This page explains how you can migrate from the insecure FTP to a secure alternative – SFTP (Secure File Transfer Protocol).
FTP is an application and a protocol for transferring files and directories between computers over a data network. Mr. Abhay Bhushan wrote the original protocol specifications in the early 1970s. Since then FTP has gained wide acceptance by the general computing audience. The widely adopted protocol has been standardized by the Internet Engineering Task Force (IETF). The current standard is described in RFC 959.
FTP is an application layer protocol and runs on top of the TCP/IP protocol. It works on a client-server model. This means that the file transfer connections are (usually) initiated by an FTP client and responded to by an FTP server. Once an authenticated connection has been established between the client and server, the files and folders can be transferred to either direction between the two connected computers.
FTP is one of the oldest data transfer methods in IP networks. Consequently, it has been included as a standard component in many operating systems. Most operating systems offer an FTP server, and client software is also widely available. There is a selection of client applications available for all common desktop operating systems.
The protocol used to be widely used by system administrators and software developers for moving files and folders from one computer to another.
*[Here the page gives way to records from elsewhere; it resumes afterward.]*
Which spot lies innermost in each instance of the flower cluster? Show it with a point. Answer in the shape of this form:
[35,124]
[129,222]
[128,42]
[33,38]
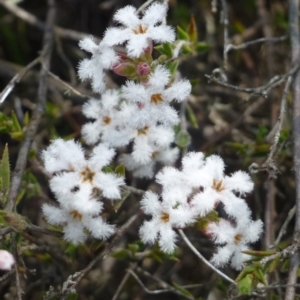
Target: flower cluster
[79,184]
[140,116]
[194,192]
[140,113]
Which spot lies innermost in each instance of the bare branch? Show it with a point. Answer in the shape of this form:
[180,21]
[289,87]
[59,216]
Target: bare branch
[225,22]
[38,112]
[34,21]
[71,283]
[156,292]
[16,79]
[257,41]
[202,258]
[295,43]
[282,231]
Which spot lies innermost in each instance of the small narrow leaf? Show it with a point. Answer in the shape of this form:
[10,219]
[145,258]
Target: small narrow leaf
[26,119]
[245,285]
[192,30]
[182,290]
[203,47]
[182,139]
[182,34]
[191,116]
[120,170]
[5,171]
[16,124]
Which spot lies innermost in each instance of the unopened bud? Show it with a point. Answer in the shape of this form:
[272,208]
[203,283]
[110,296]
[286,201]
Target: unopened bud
[143,69]
[6,260]
[125,69]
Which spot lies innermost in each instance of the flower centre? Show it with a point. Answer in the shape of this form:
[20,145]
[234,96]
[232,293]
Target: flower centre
[156,98]
[87,175]
[154,154]
[238,238]
[165,217]
[76,215]
[140,29]
[106,120]
[218,185]
[143,131]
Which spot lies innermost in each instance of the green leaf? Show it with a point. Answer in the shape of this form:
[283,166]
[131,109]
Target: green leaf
[133,248]
[191,116]
[165,49]
[73,296]
[203,47]
[182,139]
[107,169]
[118,203]
[15,220]
[192,30]
[5,171]
[183,35]
[245,285]
[121,254]
[172,66]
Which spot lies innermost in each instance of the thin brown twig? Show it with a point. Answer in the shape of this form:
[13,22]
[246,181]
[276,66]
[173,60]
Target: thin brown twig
[34,21]
[16,255]
[16,79]
[202,258]
[143,6]
[295,45]
[225,22]
[38,112]
[257,41]
[162,283]
[261,90]
[269,163]
[282,231]
[156,292]
[68,86]
[71,283]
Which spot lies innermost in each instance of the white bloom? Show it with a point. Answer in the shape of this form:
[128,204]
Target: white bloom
[75,222]
[165,156]
[103,57]
[6,260]
[233,240]
[139,32]
[109,121]
[218,187]
[164,218]
[152,100]
[80,176]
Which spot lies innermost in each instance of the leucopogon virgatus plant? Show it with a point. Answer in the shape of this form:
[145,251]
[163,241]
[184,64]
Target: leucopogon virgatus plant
[139,117]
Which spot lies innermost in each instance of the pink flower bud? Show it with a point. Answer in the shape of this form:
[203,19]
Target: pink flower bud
[143,69]
[6,260]
[125,69]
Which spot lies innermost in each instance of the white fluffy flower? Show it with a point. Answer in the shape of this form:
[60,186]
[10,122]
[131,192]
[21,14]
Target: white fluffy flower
[152,100]
[165,156]
[139,33]
[165,217]
[77,177]
[6,260]
[109,123]
[103,57]
[233,240]
[219,187]
[75,222]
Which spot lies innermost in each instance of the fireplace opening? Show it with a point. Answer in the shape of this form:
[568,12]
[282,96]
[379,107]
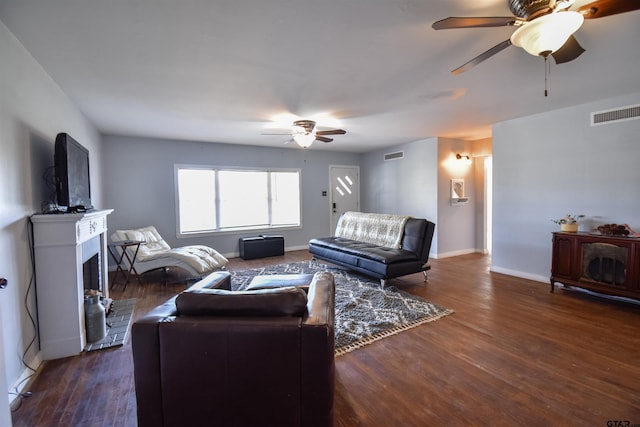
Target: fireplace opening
[604,263]
[91,265]
[91,273]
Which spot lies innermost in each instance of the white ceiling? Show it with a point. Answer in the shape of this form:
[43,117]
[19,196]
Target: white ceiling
[222,70]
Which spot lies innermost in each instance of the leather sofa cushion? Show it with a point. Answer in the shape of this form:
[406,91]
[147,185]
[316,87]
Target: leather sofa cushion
[364,250]
[288,301]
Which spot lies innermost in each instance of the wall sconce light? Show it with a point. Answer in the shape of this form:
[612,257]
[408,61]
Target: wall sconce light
[460,157]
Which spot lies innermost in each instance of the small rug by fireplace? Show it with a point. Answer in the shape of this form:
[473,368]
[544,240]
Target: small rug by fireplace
[118,325]
[365,312]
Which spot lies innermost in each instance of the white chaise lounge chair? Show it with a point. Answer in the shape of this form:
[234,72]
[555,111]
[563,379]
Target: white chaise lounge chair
[155,253]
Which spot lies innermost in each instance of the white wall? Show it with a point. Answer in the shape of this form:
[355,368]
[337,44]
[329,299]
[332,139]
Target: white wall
[139,185]
[456,223]
[555,163]
[407,186]
[33,110]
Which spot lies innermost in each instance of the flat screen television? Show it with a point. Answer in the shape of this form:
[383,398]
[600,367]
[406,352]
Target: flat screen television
[73,187]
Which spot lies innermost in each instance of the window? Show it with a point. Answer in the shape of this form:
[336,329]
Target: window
[211,199]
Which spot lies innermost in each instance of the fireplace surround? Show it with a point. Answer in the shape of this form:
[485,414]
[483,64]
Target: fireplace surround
[70,258]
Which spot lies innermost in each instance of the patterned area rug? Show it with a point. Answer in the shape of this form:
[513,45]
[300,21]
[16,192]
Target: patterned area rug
[365,312]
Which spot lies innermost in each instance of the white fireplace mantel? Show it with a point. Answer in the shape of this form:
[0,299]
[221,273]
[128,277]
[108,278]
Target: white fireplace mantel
[61,242]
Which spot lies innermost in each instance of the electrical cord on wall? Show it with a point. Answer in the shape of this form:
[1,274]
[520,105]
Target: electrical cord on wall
[20,395]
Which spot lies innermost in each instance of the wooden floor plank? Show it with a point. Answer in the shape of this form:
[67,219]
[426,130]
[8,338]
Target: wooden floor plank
[512,353]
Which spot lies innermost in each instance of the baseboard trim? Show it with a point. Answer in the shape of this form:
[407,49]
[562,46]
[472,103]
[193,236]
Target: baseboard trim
[454,253]
[24,379]
[520,274]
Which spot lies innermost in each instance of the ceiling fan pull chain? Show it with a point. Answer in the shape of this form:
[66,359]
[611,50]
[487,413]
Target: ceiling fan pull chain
[547,70]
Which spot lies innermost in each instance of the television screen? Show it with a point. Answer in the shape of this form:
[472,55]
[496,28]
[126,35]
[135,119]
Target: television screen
[73,188]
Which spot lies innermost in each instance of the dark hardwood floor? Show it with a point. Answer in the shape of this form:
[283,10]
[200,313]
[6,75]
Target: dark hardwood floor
[511,354]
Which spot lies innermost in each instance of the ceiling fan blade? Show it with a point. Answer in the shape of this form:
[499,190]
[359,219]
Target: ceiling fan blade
[602,8]
[323,139]
[482,57]
[331,132]
[461,22]
[568,52]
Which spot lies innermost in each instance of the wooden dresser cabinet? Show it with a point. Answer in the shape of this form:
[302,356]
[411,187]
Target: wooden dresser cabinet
[605,264]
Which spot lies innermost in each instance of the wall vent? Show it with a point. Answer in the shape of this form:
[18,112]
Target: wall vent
[394,156]
[632,112]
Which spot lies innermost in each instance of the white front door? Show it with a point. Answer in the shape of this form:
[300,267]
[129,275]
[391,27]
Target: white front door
[345,191]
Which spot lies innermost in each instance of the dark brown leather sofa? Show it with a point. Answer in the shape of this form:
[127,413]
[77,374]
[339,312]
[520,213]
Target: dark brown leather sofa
[213,357]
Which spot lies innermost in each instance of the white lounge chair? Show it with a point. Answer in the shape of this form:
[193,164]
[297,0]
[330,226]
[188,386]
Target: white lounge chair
[155,253]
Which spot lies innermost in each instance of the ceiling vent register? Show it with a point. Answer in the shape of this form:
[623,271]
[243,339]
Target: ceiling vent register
[394,156]
[631,112]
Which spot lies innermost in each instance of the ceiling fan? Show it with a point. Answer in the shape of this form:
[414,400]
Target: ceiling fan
[304,133]
[544,27]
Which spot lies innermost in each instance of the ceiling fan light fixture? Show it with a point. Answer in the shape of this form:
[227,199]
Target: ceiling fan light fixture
[548,33]
[304,139]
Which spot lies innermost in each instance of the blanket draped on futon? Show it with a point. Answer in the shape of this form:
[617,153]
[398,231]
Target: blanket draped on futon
[378,229]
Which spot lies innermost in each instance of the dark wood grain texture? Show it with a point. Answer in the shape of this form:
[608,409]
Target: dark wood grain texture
[511,354]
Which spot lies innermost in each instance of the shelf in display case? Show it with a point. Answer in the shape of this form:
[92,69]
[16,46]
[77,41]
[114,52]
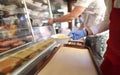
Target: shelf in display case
[35,53]
[14,24]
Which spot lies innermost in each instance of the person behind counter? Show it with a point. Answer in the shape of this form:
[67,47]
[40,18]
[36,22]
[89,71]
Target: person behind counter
[111,63]
[95,21]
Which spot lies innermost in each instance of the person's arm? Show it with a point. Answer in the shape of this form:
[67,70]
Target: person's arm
[70,16]
[104,25]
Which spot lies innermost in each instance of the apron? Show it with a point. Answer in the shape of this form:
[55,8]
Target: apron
[111,63]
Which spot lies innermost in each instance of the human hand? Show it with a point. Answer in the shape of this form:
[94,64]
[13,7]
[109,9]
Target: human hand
[75,35]
[50,21]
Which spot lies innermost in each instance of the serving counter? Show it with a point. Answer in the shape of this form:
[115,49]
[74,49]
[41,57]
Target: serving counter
[70,60]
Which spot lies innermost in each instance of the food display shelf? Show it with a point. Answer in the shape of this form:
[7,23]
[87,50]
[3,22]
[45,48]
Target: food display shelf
[31,63]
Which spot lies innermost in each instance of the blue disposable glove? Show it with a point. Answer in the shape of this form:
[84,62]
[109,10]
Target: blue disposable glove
[75,35]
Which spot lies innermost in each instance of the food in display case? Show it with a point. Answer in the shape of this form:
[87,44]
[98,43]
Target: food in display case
[14,25]
[22,57]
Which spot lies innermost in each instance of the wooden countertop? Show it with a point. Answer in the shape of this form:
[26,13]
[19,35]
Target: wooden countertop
[70,61]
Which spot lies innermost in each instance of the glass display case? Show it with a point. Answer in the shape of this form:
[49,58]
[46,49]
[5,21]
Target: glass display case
[15,26]
[39,12]
[23,44]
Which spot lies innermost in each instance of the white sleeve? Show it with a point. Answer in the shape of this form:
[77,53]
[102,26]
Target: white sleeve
[83,3]
[104,25]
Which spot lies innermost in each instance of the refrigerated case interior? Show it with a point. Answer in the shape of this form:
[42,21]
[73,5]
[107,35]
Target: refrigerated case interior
[15,29]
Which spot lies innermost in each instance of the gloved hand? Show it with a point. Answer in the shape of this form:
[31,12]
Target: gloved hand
[75,35]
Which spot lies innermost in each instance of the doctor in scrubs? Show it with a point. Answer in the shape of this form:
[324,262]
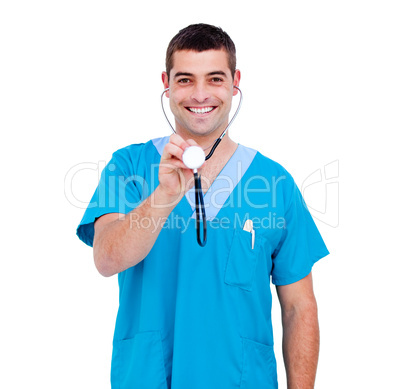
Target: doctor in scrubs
[193,317]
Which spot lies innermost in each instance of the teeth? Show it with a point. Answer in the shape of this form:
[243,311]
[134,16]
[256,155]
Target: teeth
[201,110]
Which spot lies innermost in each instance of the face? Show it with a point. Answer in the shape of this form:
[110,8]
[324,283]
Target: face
[201,88]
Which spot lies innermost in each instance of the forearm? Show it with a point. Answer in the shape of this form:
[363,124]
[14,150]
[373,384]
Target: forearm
[125,242]
[301,345]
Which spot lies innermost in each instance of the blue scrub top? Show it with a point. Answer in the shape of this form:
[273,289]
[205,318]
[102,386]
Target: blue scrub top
[200,317]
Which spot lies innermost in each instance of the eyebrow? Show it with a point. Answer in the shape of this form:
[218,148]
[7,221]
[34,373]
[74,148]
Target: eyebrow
[214,73]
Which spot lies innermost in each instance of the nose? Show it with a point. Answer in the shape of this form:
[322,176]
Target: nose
[200,92]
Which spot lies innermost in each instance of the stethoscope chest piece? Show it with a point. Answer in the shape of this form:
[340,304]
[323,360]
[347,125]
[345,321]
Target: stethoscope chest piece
[193,157]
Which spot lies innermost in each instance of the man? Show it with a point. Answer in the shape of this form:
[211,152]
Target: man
[200,317]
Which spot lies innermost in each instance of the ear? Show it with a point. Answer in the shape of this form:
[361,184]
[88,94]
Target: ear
[165,81]
[236,81]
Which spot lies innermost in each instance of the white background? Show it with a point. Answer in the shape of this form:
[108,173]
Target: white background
[80,79]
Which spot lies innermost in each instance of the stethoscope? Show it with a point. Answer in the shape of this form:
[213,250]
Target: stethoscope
[194,157]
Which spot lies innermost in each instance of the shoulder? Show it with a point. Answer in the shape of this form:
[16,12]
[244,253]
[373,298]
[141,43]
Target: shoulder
[140,152]
[267,165]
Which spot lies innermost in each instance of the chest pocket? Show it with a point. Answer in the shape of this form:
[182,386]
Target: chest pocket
[242,259]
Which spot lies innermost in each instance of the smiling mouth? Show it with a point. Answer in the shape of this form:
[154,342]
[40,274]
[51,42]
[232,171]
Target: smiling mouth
[201,110]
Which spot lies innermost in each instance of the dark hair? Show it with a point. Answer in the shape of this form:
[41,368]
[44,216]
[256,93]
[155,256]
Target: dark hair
[201,37]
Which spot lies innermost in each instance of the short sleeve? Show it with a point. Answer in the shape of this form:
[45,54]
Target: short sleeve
[301,244]
[118,191]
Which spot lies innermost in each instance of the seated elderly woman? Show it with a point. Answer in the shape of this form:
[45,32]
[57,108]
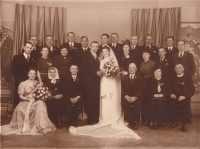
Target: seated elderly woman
[30,116]
[157,93]
[55,104]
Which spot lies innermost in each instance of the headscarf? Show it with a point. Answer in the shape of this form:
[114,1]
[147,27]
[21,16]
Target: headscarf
[53,80]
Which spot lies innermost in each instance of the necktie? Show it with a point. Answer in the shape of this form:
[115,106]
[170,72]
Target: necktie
[71,46]
[74,78]
[181,54]
[95,55]
[28,58]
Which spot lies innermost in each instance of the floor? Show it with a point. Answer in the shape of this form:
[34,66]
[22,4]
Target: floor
[61,138]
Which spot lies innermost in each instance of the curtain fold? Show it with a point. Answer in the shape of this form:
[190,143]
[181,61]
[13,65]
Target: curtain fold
[39,21]
[160,22]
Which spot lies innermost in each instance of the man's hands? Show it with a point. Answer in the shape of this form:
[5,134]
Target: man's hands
[130,99]
[75,99]
[179,99]
[158,95]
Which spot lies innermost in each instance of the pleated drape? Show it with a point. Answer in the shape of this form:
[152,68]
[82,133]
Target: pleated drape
[161,22]
[39,21]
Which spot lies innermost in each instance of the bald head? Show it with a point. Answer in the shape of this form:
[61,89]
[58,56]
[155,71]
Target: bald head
[132,68]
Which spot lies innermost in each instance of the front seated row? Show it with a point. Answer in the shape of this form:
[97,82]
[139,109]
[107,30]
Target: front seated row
[151,95]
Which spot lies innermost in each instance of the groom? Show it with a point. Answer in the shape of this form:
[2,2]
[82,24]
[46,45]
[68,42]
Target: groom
[132,95]
[92,81]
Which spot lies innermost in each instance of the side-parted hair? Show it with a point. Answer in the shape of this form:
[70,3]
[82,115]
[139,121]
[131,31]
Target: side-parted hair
[27,43]
[182,41]
[42,47]
[114,34]
[70,33]
[94,42]
[105,35]
[84,37]
[172,37]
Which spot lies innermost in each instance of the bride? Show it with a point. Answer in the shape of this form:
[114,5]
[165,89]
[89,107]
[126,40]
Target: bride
[111,120]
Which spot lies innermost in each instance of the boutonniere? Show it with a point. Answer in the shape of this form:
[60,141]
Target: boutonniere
[50,64]
[127,56]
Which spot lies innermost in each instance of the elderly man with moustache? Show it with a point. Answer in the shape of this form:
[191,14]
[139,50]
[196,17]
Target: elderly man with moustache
[182,89]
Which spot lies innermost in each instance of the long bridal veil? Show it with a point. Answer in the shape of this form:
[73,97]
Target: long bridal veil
[111,120]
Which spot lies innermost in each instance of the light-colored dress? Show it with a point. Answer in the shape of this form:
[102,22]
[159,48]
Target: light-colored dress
[111,120]
[38,121]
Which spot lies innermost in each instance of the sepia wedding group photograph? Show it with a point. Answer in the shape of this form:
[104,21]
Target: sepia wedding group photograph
[109,74]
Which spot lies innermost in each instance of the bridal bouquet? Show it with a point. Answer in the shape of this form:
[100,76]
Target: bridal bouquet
[42,93]
[110,69]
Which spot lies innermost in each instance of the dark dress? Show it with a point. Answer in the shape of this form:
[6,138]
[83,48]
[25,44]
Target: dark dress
[63,63]
[156,106]
[124,61]
[43,66]
[55,106]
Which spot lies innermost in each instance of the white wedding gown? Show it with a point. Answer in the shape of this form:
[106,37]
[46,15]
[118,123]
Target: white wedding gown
[111,120]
However, it has been largely replaced by SFTP due to security concerns, robustness issues (especially in relation to Network Address Translation (NAT)), and ease of use.
When FTP was initially specified and designed, the importance of network security was less pronounced than today. The file transfer protocol was not designed to be secure – it offers no protection for the privacy nor integrity of the files that are transferred, nor does it protect the identity of the communicating parties. All passwords and data are transferred in the clear. These well-known and recognized security concerns for the protocol were addressed by the IETF in an informational RFC document RFC 2577. The protocol also does not work well over firewalls and address translation, which are very common in today's networks.
Because an eavesdropper can easily intercept user passwords and transferred data, the protocol should only be used in networks that are trusted. In non-trusted networks such as the public Internet, file transfers should be done with a secure alternative such as SFTP or SCP (Secure Copy Protocol). The SFTP protocol, for example, offers equivalent file transfer capability but is enhanced with protection of user identities, login credentials, and transferred data.
The popularity of the FTP protocol and its many use cases have spawned a number of implementations of the protocol. Popular implementations are, for example, FileZilla and WinSCP for the Windows operating system.